Use a fake event recorder where needed to assert retrying and failed event reasons precisely.

Expected Behavior

With default retry count 3, a retriable updater failure behaves as:

  1. First failed attempt: emit LoadBalancerBackendPoolUpdateRetrying, requeue.
  2. Second failed attempt: emit LoadBalancerBackendPoolUpdateRetrying, requeue.
  3. Third failed attempt: emit LoadBalancerBackendPoolUpdateRetrying, requeue.
  4. Fourth failed attempt: emit LoadBalancerBackendPoolUpdateFailed, drop.

If a later retry succeeds, the updater emits LoadBalancerBackendPoolUpdated and drops the completed operations.

If the Service becomes stale during retry, the updater drops the operation quietly instead of emitting retry or failure events.

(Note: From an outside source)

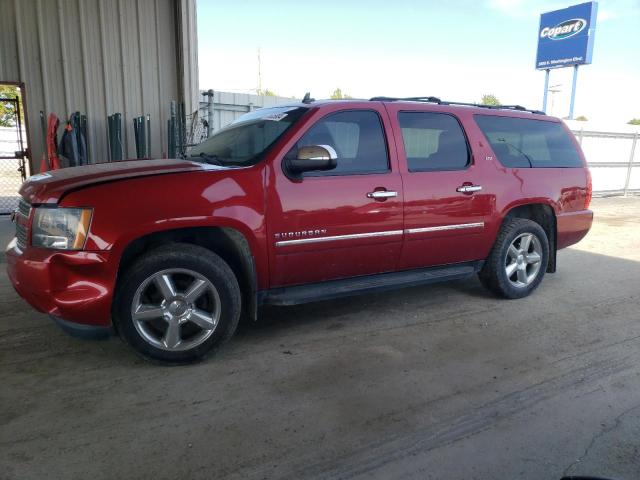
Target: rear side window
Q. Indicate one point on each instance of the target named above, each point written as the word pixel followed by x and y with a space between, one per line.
pixel 433 141
pixel 524 143
pixel 356 136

If an ARM call returns a status from retryrepectthrottled.GetRetriableStatusCode() after the SDK retry policy has already run, the updater emits LoadBalancerBackendPoolUpdateFailed immediately and drops the operation.

If a 429 response provides Retry-After, the updater respects that value before the next processing attempt. Intermediate updater ticks before nextEligibleAt are queue-preservation ticks, not retry attempts.